Datura wrightii is our only perennial datura. Datura discolor (desert thorn apple, toloache) and D. stramonium (jimson weed, hierba del diablo—“herb of the devil”) are annuals with smaller dimensions.
Lycium spp.
English names: wolfberry, boxthorn
Spanish names: frutilla (generic);
L. berlandieri: barchata, josó, hosó
cilindrillo, tomatillo
Description
The several species of Lycium in our region are all densely-branched and usually spiny shrubs that are leafless during dry seasons. They range from about 2 feet (60 cm) to over 8 feet (2.4 m) tall and much wider, depending on species and water availability. Leaves are most commonly present during the cool season. Masses of small, greenish to purplish flowers are followed by pea-sized red berries resembling tiny tomatoes.
Range
The 100 species of this cosmopolitan genus occur in warm-temperate and subtropical habitats.
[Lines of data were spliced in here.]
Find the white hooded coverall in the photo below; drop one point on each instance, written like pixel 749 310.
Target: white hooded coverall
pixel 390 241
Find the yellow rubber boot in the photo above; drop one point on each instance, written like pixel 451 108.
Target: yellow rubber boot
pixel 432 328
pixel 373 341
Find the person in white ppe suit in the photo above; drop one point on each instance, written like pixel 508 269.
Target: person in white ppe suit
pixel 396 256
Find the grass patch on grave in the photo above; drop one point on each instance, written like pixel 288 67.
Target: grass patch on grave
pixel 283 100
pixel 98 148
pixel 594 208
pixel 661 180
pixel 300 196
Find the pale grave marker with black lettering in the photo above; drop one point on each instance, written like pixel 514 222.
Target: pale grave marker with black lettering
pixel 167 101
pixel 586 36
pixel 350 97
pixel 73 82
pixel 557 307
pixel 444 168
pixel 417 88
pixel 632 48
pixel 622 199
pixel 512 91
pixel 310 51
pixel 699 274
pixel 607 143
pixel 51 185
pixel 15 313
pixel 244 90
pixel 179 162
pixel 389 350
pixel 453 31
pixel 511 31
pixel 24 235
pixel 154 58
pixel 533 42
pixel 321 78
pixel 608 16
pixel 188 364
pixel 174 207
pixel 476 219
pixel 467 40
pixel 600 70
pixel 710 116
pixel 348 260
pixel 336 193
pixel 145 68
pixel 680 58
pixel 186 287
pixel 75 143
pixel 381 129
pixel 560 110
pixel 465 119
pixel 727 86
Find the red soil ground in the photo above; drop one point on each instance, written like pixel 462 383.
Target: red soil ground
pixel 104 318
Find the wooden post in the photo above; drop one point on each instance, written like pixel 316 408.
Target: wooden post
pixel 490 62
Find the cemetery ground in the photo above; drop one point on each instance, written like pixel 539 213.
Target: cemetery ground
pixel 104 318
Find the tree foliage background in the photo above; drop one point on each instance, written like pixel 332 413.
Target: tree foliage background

About 15 species occur in the Sonoran Desert.
Notes
Nearly every part of the Sonoran Desert has at least one species of Lycium. The structure of the flowers suggests bee pollination, and bees do visit them profusely, but butterflies and hummingbirds also visit in great numbers. Birds relish the fruits. People also highly value the small, tasty berries as a snack. The squeamish should be forewarned that the berries often have insect larvae inside them. This doesn’t bother the Seri, one of whom said “Those aren’t maggots, they’re just live things.”
Lac insects (Tachardiella spp.) can be found on wolfberries as well as on creosote bushes. A related species, the Indian lac insect, is harvested in huge quantities to make shellac and varnish.